The discussion above is not about KEG QD's


----------



## dr K (16/3/14)

My entire brewery uses the stainless spring collar disco's
Two females on the mash tun (liquor out and recirc in) two females on the RIMS pipe, two females on the mag drive pump, two females on the boiler (wort out whirlpool in), two females on the beer mag pump (for pumping from the boiler to the fermentor) and one on the fermentor dome. By my counts thats 11. I have various lengths of heavy silicone hose with the males inserted.
If they leaked I would have a big problem, they don't though.
You do have to make sure that the gasket (s) are seated correctly and that you (obviously) make a proper connection by sliding collar rght back, seating then sliding the collar to it locks.
I would not be without them, I know other brewers who use the same type, sourced from Keg King, with no problems.
If they do leak then your supplier should, at the very least give you new gaskets , or just replace the whole unit.

K


----------



## pat_00 (17/3/14)

+1 on the kegking QDs. But the seals that are installed are crappy, When I bought mine KK supplied them with the replacement red o rings which fixes the problem.


----------



## Truman42 (17/3/14)

I thought this was going to be another thread about the crappy KK keg quick disconnects. 
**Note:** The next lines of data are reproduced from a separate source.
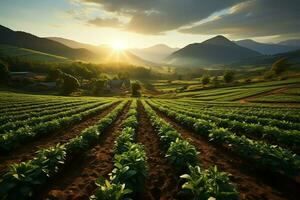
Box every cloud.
[80,0,242,34]
[87,18,124,28]
[181,0,300,38]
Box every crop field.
[0,90,300,200]
[0,44,68,62]
[161,78,300,103]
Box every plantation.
[0,89,300,200]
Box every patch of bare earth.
[0,104,117,173]
[157,108,300,200]
[36,104,129,200]
[137,102,179,200]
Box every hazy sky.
[0,0,300,47]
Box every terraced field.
[0,91,300,200]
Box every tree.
[93,79,107,95]
[0,61,9,83]
[131,81,142,97]
[61,73,80,94]
[271,58,290,75]
[47,69,63,81]
[223,71,234,83]
[201,76,210,85]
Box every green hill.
[0,44,68,62]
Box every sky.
[0,0,300,48]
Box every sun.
[111,41,126,51]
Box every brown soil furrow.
[0,104,117,173]
[36,104,129,199]
[137,101,179,200]
[156,110,297,200]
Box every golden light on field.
[111,41,126,51]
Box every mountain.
[47,37,157,66]
[0,25,96,60]
[167,36,261,67]
[235,39,297,55]
[129,44,179,63]
[278,39,300,49]
[227,50,300,68]
[0,44,69,63]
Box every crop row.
[2,101,89,116]
[0,99,86,113]
[163,101,300,130]
[0,102,119,152]
[0,101,127,199]
[148,101,300,176]
[178,100,300,123]
[143,102,238,200]
[90,100,148,200]
[0,101,105,124]
[153,101,300,149]
[0,102,110,133]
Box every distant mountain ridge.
[47,37,157,66]
[235,39,300,55]
[167,35,262,67]
[129,44,179,63]
[0,25,96,60]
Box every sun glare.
[112,41,126,51]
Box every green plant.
[180,166,238,200]
[112,144,148,193]
[90,178,131,200]
[166,138,198,171]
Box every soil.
[35,104,129,200]
[157,108,299,200]
[0,104,117,174]
[137,101,179,200]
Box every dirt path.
[0,104,117,174]
[157,108,299,200]
[137,101,179,200]
[36,104,129,200]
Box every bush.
[223,71,234,83]
[0,61,9,82]
[271,58,290,75]
[131,81,142,97]
[166,138,198,171]
[61,73,80,94]
[202,76,210,85]
[180,166,238,200]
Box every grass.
[157,78,300,102]
[0,44,68,62]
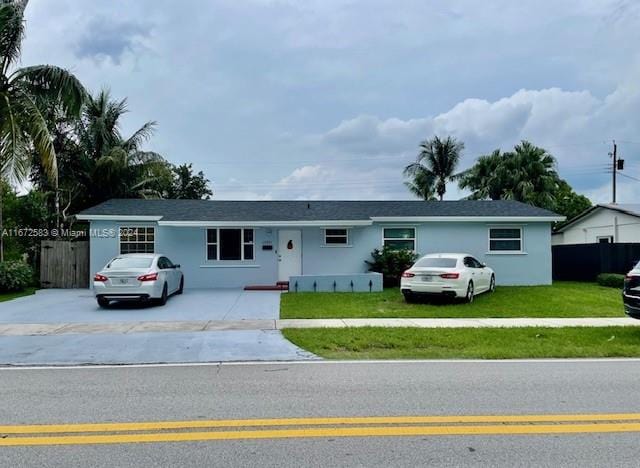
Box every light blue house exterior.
[77,200,562,289]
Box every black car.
[622,262,640,319]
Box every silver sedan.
[93,254,184,307]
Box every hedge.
[0,261,33,292]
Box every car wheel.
[465,281,474,304]
[158,283,169,305]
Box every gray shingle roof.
[79,199,558,221]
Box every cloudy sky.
[22,0,640,202]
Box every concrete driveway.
[0,289,316,365]
[0,289,280,323]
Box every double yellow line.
[0,413,640,447]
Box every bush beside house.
[0,261,33,293]
[365,247,418,288]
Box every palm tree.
[458,149,509,200]
[505,141,560,207]
[404,165,436,201]
[459,141,560,209]
[0,0,85,261]
[77,90,171,205]
[404,136,464,200]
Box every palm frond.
[0,92,28,182]
[9,65,87,116]
[123,121,157,151]
[0,0,27,75]
[14,90,58,188]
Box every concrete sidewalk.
[0,317,640,336]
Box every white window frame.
[382,226,418,252]
[204,227,256,262]
[118,224,157,255]
[322,227,351,248]
[487,226,525,255]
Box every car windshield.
[107,257,153,270]
[414,257,458,268]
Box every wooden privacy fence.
[551,243,640,281]
[40,240,89,288]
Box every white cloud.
[17,0,640,202]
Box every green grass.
[0,288,36,302]
[280,282,624,318]
[283,327,640,359]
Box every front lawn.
[283,327,640,359]
[0,288,36,302]
[280,281,624,318]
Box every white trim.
[371,216,565,223]
[320,227,351,249]
[75,215,162,221]
[485,250,529,255]
[75,214,566,224]
[381,226,418,252]
[158,220,373,228]
[118,223,158,255]
[204,227,256,262]
[487,225,526,255]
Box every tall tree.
[504,141,560,207]
[553,179,591,228]
[72,90,167,209]
[459,141,591,218]
[0,0,85,261]
[404,136,464,200]
[168,164,213,200]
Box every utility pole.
[609,140,618,204]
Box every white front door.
[278,229,302,281]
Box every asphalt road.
[0,360,640,467]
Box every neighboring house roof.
[77,199,564,225]
[554,203,640,234]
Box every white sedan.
[93,254,184,307]
[400,253,496,302]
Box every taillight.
[440,273,460,279]
[138,273,158,281]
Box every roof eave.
[158,219,373,227]
[371,216,566,223]
[75,214,162,221]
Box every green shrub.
[365,246,418,287]
[596,273,624,289]
[0,261,33,292]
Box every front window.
[489,228,522,252]
[207,228,254,261]
[382,228,416,251]
[324,229,349,245]
[119,226,155,254]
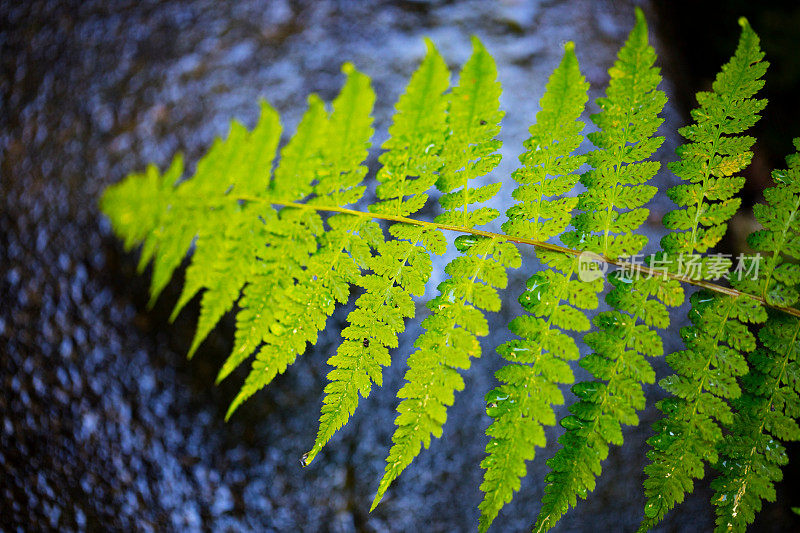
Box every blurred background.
[0,0,800,532]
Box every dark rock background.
[0,0,798,531]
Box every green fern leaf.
[641,19,767,530]
[226,64,382,417]
[472,43,602,531]
[534,9,672,531]
[372,38,506,502]
[661,14,769,279]
[640,291,766,531]
[711,139,800,532]
[304,41,460,464]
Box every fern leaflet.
[303,42,456,464]
[480,43,602,531]
[641,19,767,530]
[372,38,510,508]
[711,138,800,532]
[534,9,672,531]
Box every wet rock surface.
[0,0,796,531]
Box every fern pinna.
[101,9,800,531]
[642,19,767,529]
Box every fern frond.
[303,41,456,464]
[640,291,766,531]
[641,18,767,530]
[372,38,506,502]
[711,138,800,532]
[216,94,328,383]
[534,9,672,531]
[661,18,769,279]
[226,63,376,417]
[472,43,602,531]
[564,8,667,259]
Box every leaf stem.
[235,196,800,318]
I have at least 6 of their stainless quick disconnects on my brew rig and none of them leak. But as pat_00 said you need to make sure you have the red O rings inserted. They used to give you the red O rings when you brought them now they have already inserted them into the QD as I brought a female QD there today.


----------



## Camo6 (17/3/14)

NewtownClown said:


> The discussion above is not about KEG QD's


Although I had to read the thread a few times to be certain of this!


----------



## HBHB (17/3/14)

Christmas, if they have e semicircular nitrile seals, they'll leak like a sieve regardless when they are put under pressure. Someone already said to use 2 seals, which is a reasonable temp fix if you have them. There is a 2.5mm high temp and high pressure seal available. If your LHBS can't help, yell out by PM and i'll arrange a fix for you gratis.

Martin


----------



## O-beer-wan-kenobi (17/3/14)

Im assuming christmas bought them from a LHBS in Perth? I bought some in Perth that leaked, took them back and was given replacement "O" rings and some spares. It was a dodgy batch and the pattern on the female collar that was different to the rest were loose and leaked.
I think the ones that leaked had a much smaller "O" ring than the others, but with replacements they fit nice and tight


----------